The hours slipped by, and Fox and Snettishane smoked interminable pipes, looking each other in the eyes with a guilelessness superbly histrionic. In the mid-afternoon McLean and his brother clerk, McTavish, strolled past, innocently uninterested, on their way to the river. When they strolled back again an hour later, Fox and Snettishane had attained to a ceremonious discussion of the condition and quality of the gunpowder and bacon which the Company was offering in trade. Meanwhile Lit-lit, divining the Factor’s errand, had crept in under the rear wall of the lodge, and through the front flap was peeping out at the two logomachists by the mosquito smudge. She was flushed and happy-eyed, proud that no less a man than the Factor (who stood next to God in the Northland hierarchy) had singled her out, femininely curious to see at close range what manner of man he was. Sunglare on the ice, camp smoke, and weather beat had burned his face to a copper-brown, so that her father was as fair as he, while she was fairer. She was remotely glad of this, and more immediately glad that he was large and strong, though his great black beard half frightened her, it was so strange.

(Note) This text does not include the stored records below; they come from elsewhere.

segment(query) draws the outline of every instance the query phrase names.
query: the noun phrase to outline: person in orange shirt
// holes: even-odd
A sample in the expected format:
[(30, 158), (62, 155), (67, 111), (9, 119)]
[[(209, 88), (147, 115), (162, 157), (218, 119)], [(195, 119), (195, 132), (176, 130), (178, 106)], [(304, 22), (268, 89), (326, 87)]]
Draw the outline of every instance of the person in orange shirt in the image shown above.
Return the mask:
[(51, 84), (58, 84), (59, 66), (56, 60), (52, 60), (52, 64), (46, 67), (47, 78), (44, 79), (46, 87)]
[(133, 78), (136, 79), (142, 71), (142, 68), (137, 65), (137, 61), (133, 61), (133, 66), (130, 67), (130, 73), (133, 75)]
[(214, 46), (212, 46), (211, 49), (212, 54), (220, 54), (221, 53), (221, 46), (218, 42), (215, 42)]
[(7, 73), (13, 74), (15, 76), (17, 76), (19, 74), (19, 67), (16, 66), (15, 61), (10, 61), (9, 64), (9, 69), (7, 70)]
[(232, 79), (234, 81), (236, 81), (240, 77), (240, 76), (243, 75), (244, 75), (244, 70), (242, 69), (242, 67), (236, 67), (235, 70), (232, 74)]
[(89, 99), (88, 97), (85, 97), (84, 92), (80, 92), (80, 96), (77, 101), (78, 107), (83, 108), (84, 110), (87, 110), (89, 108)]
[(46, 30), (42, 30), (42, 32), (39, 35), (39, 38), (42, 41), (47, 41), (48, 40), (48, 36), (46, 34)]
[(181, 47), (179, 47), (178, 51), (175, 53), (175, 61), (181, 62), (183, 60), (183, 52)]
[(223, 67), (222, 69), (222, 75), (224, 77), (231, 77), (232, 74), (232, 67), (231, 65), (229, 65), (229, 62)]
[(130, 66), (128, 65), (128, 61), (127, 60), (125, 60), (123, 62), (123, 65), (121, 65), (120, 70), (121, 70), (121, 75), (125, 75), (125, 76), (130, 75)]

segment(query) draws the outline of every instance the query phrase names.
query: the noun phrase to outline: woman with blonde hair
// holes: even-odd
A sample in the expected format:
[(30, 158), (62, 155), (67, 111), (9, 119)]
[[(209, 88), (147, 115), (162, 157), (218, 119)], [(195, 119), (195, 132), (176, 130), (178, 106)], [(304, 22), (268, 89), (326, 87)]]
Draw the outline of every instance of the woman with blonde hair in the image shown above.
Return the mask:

Being very young, she was unversed in the ways of men. Seventeen times she had seen the sun travel south and lose itself beyond the sky-line, and seventeen times she had seen it travel back again and ride the sky day and night till there was no night at all. And through these years she had been cherished jealously by Snettishane, who stood between her and all suitors, listening disdainfully to the young hunters as they bid for her hand, and turning them away as though she were beyond price. Snettishane was mercenary. Lit-lit was to him an investment. She represented so much capital, from which he expected to receive, not a certain definite interest, but an incalculable interest.
And having thus been reared in a manner as near to that of the nunnery as tribal conditions would permit, it was with a great and maidenly anxiety that she peeped out at the man who had surely come for her, at the husband who was to teach her all that was yet unlearned of life, at the masterful being whose word was to be her law, and who was to mete and bound her actions and comportment for the rest of her days.
But, peeping through the front flap of the lodge, flushed and thrilling at the strange destiny reaching out for her, she grew disappointed as the day wore along, and the Factor and her father still talked pompously of matters concerning other things and not pertaining to marriage things at all. As the sun sank lower and lower toward the north and midnight approached, the Factor began making unmistakable preparations for departure. As he turned to stride away Lit-lit’s heart sank; but it rose again as he halted, half turning on one heel.
“Oh, by the way, Snettishane,” he said, “I want a squaw to wash for me and mend my clothes.”